Os números são grandiosos, é verdade. Um mercado que tem movimentado desde o ano 2000 o equivalente a US$ 2,2 bilhões anuais, em média, deve ser considerado como uma rentável fonte de negócios para a indústria de intermediação financeira em geral, principalmente as corretoras. Mas isso é apenas o começo. Comparado ao volume diário de compras e vendas de ações na Bovespa, as operações de empréstimos desses papéis via BTC ainda são apenas uma fração dos negócios, inferior a 1%. “O BTC cresceu muito, mas ainda está nos seus primórdios”, diz Francisco Carlos Gomes, diretor de Controle da CBLC.

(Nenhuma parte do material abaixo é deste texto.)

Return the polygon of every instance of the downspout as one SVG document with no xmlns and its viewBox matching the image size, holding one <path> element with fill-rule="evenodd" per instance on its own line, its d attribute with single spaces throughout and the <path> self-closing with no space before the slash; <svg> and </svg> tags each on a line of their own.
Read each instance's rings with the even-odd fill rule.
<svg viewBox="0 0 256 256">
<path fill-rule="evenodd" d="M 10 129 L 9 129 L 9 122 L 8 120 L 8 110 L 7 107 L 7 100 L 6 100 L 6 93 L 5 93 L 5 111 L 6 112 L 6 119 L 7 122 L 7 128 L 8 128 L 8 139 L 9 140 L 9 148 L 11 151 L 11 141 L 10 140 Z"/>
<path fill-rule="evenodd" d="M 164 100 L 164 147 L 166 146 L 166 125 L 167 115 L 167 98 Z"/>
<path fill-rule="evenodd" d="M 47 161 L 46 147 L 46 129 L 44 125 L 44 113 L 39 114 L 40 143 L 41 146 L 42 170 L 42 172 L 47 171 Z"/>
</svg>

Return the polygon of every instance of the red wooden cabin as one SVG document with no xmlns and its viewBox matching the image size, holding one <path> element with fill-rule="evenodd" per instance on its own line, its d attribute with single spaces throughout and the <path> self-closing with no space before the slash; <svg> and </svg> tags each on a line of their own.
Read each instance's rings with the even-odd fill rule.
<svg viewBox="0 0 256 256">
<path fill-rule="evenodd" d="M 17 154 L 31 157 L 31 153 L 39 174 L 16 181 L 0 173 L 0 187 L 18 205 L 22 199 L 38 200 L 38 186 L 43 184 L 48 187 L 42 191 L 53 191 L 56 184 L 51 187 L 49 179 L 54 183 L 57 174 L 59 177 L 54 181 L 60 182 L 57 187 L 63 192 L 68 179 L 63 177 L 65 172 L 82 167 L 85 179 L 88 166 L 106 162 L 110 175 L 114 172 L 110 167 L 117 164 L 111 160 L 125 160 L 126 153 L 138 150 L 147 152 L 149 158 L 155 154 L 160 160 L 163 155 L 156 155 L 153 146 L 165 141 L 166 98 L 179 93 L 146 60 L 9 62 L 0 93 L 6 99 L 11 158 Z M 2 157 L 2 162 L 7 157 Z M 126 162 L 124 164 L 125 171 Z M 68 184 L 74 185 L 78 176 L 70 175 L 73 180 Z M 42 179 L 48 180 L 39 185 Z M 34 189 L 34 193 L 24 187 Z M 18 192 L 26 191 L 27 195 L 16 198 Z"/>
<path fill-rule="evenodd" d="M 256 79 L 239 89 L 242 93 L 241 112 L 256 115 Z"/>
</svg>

A tendência é de crescimento, conforme aumenta entre os investidores a percepção de que o empréstimo de ações é um bom negócio. “O aluguel de ações é benéfico de todas as maneiras. Aumenta a rentabilidade das carteiras de longo prazo, permite arbitragem entre papéis e dá mais liquidez ao mercado”, resume Álvaro Augusto de Freitas Vidigal, o Guti, da Sociedade Corretora Paulista (Socopa). A taxa média de retorno é de 6% ao ano, o que praticamente dobra a receita obtida com proventos pelos acionistas.
Este ano, 52 instituições intermediaram negócios com 72 papéis. A média diária de operações está em 113, acima das 89 feitas em 2002. A nova versão do programa do BTC, lançada em outubro em padrão web, possibilitará o rápido aumento na quantidade de participantes, prevê Wagner Anacleto, gerente de Controle de Risco da CBLC. “Aumentamos a capacidade de registro de operações”, diz.